With 7 billion people on this planet, it sometimes feels like we are 1 in 7 billion. The feelings of separateness and disconnection are a result of the bigger societies in which we live and easily ingest into our way of living. The truth is, we are all connected and we all crave that connection to what life is. Our spirits thrive when being given love, support and companionship because we are all part of one another experiencing life. Ayurveda connects us to the concept that pure conciousness Purusha and pure matter Prakriti represent the origin of all things. And with the theory of the 5 elements, we come to recognize that we are part of everything that is ether, air, earth, water, and fire. As human beings, we have a great capacity to recognize ourselves in each other. The relationships, we create and nurture in our lives, create opportunities to know ourselves more fully and to learn the lessons of our own personal evolutional.
It is common to perceive good health in terms of diet and exercise and the individual efforts put into bettering ourselves, but there are inklings of our journey that fill the summation of our whole living experience. In Ayurveda, even the subtlest of energies that influence our being are considered important to our health. There are continuous layers in which we can uncover and polish within ourselves and within the world we live. The concept of community and friendship is not often talked about in the context of health. But why? Our very survival once depended on the concept of a tribe working together to survive. That survival in simple context could be understood as a need for food and shelter, but it extended far beyond that. The relationships build amongst the tribe are what sustained the spirit and gave us the deeper nourishment that simple survival lacked. The capacity and ability to share oneself and be truly known by another is, perhaps, an ingredient to health we do not value enough within our modern society. So, the question becomes, "how do we create friendships that nourishes our spirit and sustain the subtle energies within each of us?

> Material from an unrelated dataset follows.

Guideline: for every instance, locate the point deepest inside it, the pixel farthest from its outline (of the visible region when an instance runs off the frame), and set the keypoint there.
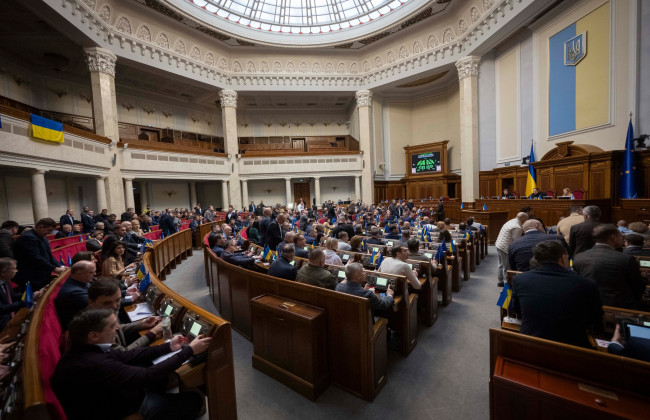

Shasta Nelson, a woman I’ve had the pleasure of meeting, dedicates her life’s work to helping others achieve meaningful friendships. She believes in the power of friendship and speaks openly about the health benefits it offers. She writes, “There is hardly anything else in life that impacts us more than our circle of friends. Healthy friendships are said to not only be the number one factor that determines whether women will survive breast cancer, but it also reduces stress, increases happiness, extends longevity, determines whether we'll accomplish our goals, and builds up our immune system. If friendship was every thought to be fluffy and optional, research is coming down on it being one of the most significant things we can do for our health.”
As with anything in life, cultivating a new practice takes time and effort: eating well, exercising, meditating, learning a new skill, etc. Friendship is not something we can rush into with perfection. It is something that requires our time, our attention and our love. Investing our energy in another person does require a commitment to making ourselves available and being present for them, but it also requires that they do the same for us. By being part of a community and having quality friendships, we are gifted the opportunity to share our life and be an important part of someone else’s. I believe that friendship has the power to increase our sense of purpose, add to our sense of happiness, reduce stress, and fortify us during times of challenge. The current of life pulls us through times of great prosperity in every sense of the word, and it drops us at the basis of an ebb without notice. That continuous ebb and flow of life is inevitable and though we manage through it with our own sustenance, the ability to call upon support in good times and bad can help us keep our feet on the ground.
This week’s focus is about friendship. Who is someone who inspires you to be your best and is there for you no matter what? Dedicate some time this week to making it known, that this person is meaningful to you. Invite them over for a meal, write them a letter, make time for them in your busy schedule. These sacred friendships you have in your life are there for you to nurture. Give yourself to them. By investing your time and energy in those who care for you and bring out the best in you, you will more fully enjoy the best of times and survive the worst of times. The more you put into cultivating healthy friendships, the more you add to the quality of your overall health and happiness. Set aside time for those you treasure. They need to know how important they are and it’s likely you’ll end up knowing how important you are too.